Off you go Former president Thabo Mbeki was ousted for trying to impose his will on his party.
Image: Thulani Mbele

Footage from 2018 is doing the rounds on YouTube. In it, former president Thabo Mbeki makes fun of President Cyril Ramaphosa. His teasing takes the form of a story about the time when the exiled ANC was establishing a presence in Dar es Salaam.

The Tanzanian authorities informed Frelimo (the Mozambican Liberation Front), which was also based in Dar, that a group of Portuguese assassins was in town to target Frelimo leaders. “Where are they?” Frelimo asked. The Tanzanian authorities showed them where the assassins were hiding. “Thanks,” the Frelimo people replied. “We will deal with them.”

Then the Tanzanian authorities informed the ANC that a group of apartheid assassins was in town. “Where are they?” the ANC asked. The Tanzanian authorities pointed out the assassins’ hiding place. “Thanks,” the ANC people replied. “We will convene a summit to decide what to do.”

While his audience chuckles knowingly, Mbeki says he hasn’t yet had the opportunity to share his thoughts with Ramaphosa, but that he should. After all, if you have an unemployment crisis, you do not call a summit to discuss that you have an unemployment crisis; you fix the problem.

It is an inimitable Mbeki story — subtle, biting and entirely at another’s expense. But he seems blithely unaware of his own implication in the tale. For it is unlikely that Ramaphosa would be governing this cautiously had he not watched Mbeki’s fall. Mbeki, as we all know, tried to impose his will upon his party and was defenestrated for his troubles, leaving an unholy mess. His abiding legacy may well have been to drive the ANC into a permanent war with itself.

Of course, counterfactuals are unfair. It is cheap to say that had Mbeki done this or that, SA would be a different country now. We cannot know for sure. But there is nonetheless value in exploring paths he did not take.

He did not want agencies that were jealously independent. He wanted control.

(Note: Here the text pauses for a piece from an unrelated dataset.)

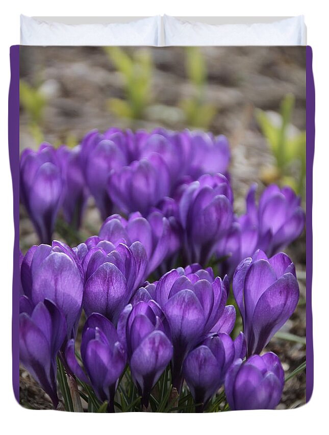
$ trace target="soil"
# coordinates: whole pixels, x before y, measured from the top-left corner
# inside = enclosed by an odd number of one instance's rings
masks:
[[[124,98],[122,77],[102,48],[33,47],[21,49],[21,78],[35,86],[41,86],[48,95],[41,129],[46,141],[65,143],[68,138],[79,142],[89,130],[104,131],[110,126],[134,130],[163,126],[173,130],[187,127],[179,107],[183,99],[193,95],[186,77],[184,49],[151,48],[154,70],[151,104],[142,120],[119,119],[107,109],[111,97]],[[136,48],[128,48],[131,54]],[[230,171],[236,211],[244,211],[244,198],[250,184],[264,185],[261,172],[274,164],[266,140],[254,116],[254,109],[279,111],[288,93],[296,98],[293,123],[306,128],[306,50],[305,47],[206,47],[208,80],[206,100],[217,112],[209,130],[229,138],[232,158]],[[20,147],[36,148],[30,134],[28,114],[21,108]],[[102,221],[90,200],[81,234],[97,234]],[[59,237],[55,234],[54,238]],[[22,208],[20,221],[21,249],[25,252],[37,238]],[[303,234],[286,250],[296,266],[300,289],[299,303],[284,330],[306,336],[306,236]],[[276,353],[286,373],[306,358],[306,346],[274,338],[267,350]],[[23,369],[20,371],[21,402],[34,409],[48,409],[48,398]],[[294,408],[306,401],[306,373],[288,381],[280,409]]]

Long ago, shortly into Mbeki’s first tenure as president, I interviewed a senior European police officer at the tail end of his visit to SA. Having witnessed the scale of the country’s policing problems, he told me he found them overwhelming. If we tried tackling them all, we would simply fail. Choose one, he said. Choose the greatest risk and leave everything else to private policing.

“And what is the greatest risk?” I asked. That state institutions degenerate into organised crime rackets, he replied immediately. Build formidable investigative and prosecuting agencies, dedicate them entirely to policing corruption and protect their independence jealously.

Even if Mbeki had accepted the first part of that advice, to dedicate policing entirely to fighting corruption, he would not in a thousand years have accepted the second part. He did not want agencies that were jealously independent. He wanted control. And so he appointed a lackey beholden to him as commissioner of police and as director of public prosecutions he chose an ANC cadre who was also his client. It was not long before both agencies were perceived as doing his bidding. The rest is history. Mbeki was thrown out and the police and National Prosecuting Authority (NPA) were torn apart.

What might have happened had Mbeki decided to make these institutions formidably strong and entirely independent of his will? No doubt, he would have suffered. They would have thwarted his attempts to fund the ANC through the arms deal. They may well have thrown some of his allies in prison. He would have been a far less powerful president.

But he would also have paved the path to a more tolerable future. Key institutions of state would have had the moral authority to ward off those who would do them ill. Mbeki’s foes were given licence to wreak destruction on the police and NPA because they were seen to belong to him.

Mbeki seems blind to his mistakes. He mocks Ramaphosa for not governing. But Ramaphosa inherited a state ravaged by a war for which Mbeki is, in part, responsible.

• Steinberg is a research associate at Oxford University’s African Studies Centre.